Tuesday, 23 June 2015

Committees

Environment and Communications References Committee; Report

4:57 pm

Photo of Anne RustonAnne Ruston (SA, Liberal Party) Share this | Hansard source

I too would like to make a small contribution in relation to the report tabled by Senator Urquhart this afternoon on behalf of the Environment and Communications References Committee. The government senators on this committee, me being one of them, consider that the premise of this inquiry really had nothing to do with Australia's environment. In fact, we thought it was completely baseless and motivated by political intent. The idea that the Abbott government is attacking the environment, following the disasters of the previous government in relation to things like green loans, the carbon tax and the home insulation scheme, seems really quite hypocritical.

The most distressing thing was, as the Greens were the ones that actually called for this inquiry, just the extraordinary scaremongering that went on. It was completely unnecessary and damaging scaremongering. Then, to come into this place to try to table this document was very disappointing. I put that in the context of being the chair of the Environment and Communications Legislation Committee and deputy chair of the references committee. I worked very hard with those opposite, whether it was the opposition, the Labor Party, the Greens or the crossbenchers. In every report we try to bring down a consensus report. This inquiry was so ridiculous that, right from the word go, you knew you could never even attempt to get a consensus report or an outcome in which this reference actually delivered a heap of recommendations which might have some meaning or some benefit for Australia. It was never going to do that, because the basis of the inquiry was never going to allow it to do that.

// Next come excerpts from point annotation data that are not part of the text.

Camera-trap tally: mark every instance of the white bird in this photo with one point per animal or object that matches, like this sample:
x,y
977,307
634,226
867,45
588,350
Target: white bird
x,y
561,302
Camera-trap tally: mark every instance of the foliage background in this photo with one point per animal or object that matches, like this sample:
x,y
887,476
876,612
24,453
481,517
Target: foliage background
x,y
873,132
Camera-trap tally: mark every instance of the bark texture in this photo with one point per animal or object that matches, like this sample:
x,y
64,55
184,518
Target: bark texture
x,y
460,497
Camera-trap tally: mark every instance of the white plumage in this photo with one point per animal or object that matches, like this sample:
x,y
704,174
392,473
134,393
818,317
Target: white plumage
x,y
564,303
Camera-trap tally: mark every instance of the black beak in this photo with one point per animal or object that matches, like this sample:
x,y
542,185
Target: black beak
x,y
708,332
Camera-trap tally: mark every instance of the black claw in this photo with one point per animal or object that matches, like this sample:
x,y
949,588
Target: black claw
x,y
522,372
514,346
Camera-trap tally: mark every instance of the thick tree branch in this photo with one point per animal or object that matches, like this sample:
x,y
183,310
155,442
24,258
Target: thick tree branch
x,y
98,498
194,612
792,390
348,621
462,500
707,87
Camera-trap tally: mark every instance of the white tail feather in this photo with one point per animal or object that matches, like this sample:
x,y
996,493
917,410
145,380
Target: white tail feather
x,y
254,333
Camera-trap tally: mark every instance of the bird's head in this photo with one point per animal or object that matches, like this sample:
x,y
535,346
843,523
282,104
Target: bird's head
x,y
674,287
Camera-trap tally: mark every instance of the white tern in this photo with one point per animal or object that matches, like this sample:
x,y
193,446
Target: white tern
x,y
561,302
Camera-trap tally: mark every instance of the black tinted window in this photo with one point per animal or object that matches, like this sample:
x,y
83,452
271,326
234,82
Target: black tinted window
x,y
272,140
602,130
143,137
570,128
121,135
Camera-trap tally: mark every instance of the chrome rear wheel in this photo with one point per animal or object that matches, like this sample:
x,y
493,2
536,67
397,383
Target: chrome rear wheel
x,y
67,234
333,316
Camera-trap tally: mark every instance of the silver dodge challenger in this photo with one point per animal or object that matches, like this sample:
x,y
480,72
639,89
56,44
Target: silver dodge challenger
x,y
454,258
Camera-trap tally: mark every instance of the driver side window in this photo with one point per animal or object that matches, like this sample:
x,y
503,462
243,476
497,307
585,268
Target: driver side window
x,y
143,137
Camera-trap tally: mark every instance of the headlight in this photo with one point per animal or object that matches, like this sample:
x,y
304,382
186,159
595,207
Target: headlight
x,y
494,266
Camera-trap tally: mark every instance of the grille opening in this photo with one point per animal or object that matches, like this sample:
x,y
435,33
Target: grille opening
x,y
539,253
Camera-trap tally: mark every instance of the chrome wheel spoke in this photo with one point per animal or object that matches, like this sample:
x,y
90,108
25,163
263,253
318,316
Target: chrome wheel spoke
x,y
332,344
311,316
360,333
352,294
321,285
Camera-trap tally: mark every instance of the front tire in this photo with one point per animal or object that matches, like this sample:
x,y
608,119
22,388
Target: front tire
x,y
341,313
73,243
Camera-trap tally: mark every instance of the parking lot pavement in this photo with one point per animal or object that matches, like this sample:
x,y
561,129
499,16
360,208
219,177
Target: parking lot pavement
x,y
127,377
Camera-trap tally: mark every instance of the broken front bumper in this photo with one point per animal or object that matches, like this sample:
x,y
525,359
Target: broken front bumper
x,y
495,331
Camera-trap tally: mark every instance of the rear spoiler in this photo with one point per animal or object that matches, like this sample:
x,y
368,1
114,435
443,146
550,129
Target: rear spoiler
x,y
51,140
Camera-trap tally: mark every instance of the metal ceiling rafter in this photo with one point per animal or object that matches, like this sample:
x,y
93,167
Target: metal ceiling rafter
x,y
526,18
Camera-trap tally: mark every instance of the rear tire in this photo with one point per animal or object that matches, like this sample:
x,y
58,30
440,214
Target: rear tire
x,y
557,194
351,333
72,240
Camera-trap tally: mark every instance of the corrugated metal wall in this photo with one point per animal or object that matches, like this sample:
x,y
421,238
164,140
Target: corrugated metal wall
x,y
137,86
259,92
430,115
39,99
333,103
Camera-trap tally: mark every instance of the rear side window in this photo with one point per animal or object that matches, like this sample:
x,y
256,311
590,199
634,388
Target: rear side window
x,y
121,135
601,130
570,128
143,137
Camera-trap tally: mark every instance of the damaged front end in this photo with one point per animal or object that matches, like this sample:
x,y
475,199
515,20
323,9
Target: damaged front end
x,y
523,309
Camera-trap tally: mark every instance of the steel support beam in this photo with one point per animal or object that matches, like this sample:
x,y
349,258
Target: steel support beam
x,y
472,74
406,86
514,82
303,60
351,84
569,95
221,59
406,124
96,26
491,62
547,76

Something that just cannot go without being mentioned today is some of the facts and figures that were just put on the record by Senator Urquhart in relation to the emissions reduction fund. The reality is that this government put to the Australian public an emissions reduction fund, which was like a reverse auction, and we purchased 47 million tonnes of CO2 equivalent abatement. That is four times as much as achieved under the previous government's carbon tax. Those results alone clearly prove that the coalition's climate change policy is delivering real and significant abatement benefits, just as we said it would. For all the scaremongering that went on through this inquiry and previous inquiries into this particular issue, the cold, hard realities were that when the first round of reverse auctions came down it was quite clear that this particular program was working a whole heap better than the carbon tax had ever even attempted to work.

If you sit down and have a look at it, the 47 million tonnes of abatement was delivered at an average of $13.95 per tonne. If you have a look at the $15.4 billion that was spent by the previous government on the carbon tax to try to reduce emissions, it works out at $1,300 a tonne. You do not have to be much of a mathematician to realise that that is actually 93 times more expensive. So, to come in here and suggest that this government is attacking the environment, when we have actually delivered, at a very reasonable cost to the taxpayer, something that they said we never would, is ridiculous. In addition to that, we are investing $2 billion to manage natural resources—things like Working on Country, the Green Army, the Reef Trust; there is a whole raft of policies and platforms that this government is delivering in support of our environment. And the redesign of the Landcare program: whilst there is no doubt that this government was left with a legacy of debt and deficit that you could not jump over, we still have tried to manage, within the resources that were available to us, programs that allow—particularly in the case of Landcare—decision making to go back to the local communities. I think Australians are sick to death of being told what to do by government. I think they would like to have a little bit more say in what is going on. The redesign of the Landcare program to allow this decision making to go back to local communities is but one example of the way this government believes we should be looking to run this country.

There was no question in the committee that we all acknowledge the financial constraints with which we were faced in this space. There was no doubt, in the government's side of the debate, that budget measures needed to be implemented. We would have liked to see much more money spent in the environmental space, but the reality was that we could not. In this context, the government cannot and will not restore funding to the Environmental Defenders Office, which I think was one of the key platforms for the political motivation by the Greens for this inquiry to be held in the first place. I do not think the discontinuation of funding to EDOs reflects an adverse judgement on the merits of EDOs at all. It just reflects the broader context of the stringent resource constraints that we face because of the actions of those who go before us.

Instead of the recommendations that have been tabled in the substantive report today, instead of this witch hunt, this committee should have commended the government for undertaking massive investment in environmental programs in an unprecedented environment of fiscal constraint and given that in the first 18 months of this government we have delivered some very significant benefits and changes, not least of which is the decision by the World Heritage Organization not to proceed to put the Great Barrier Reef on the endangered list. Unfortunately, as much as I would have liked to work with the opposition and the Greens to come up with a consensus report, that was obviously never going to be able to occur, simply because it was, I believe, a witch hunt set up by the Greens.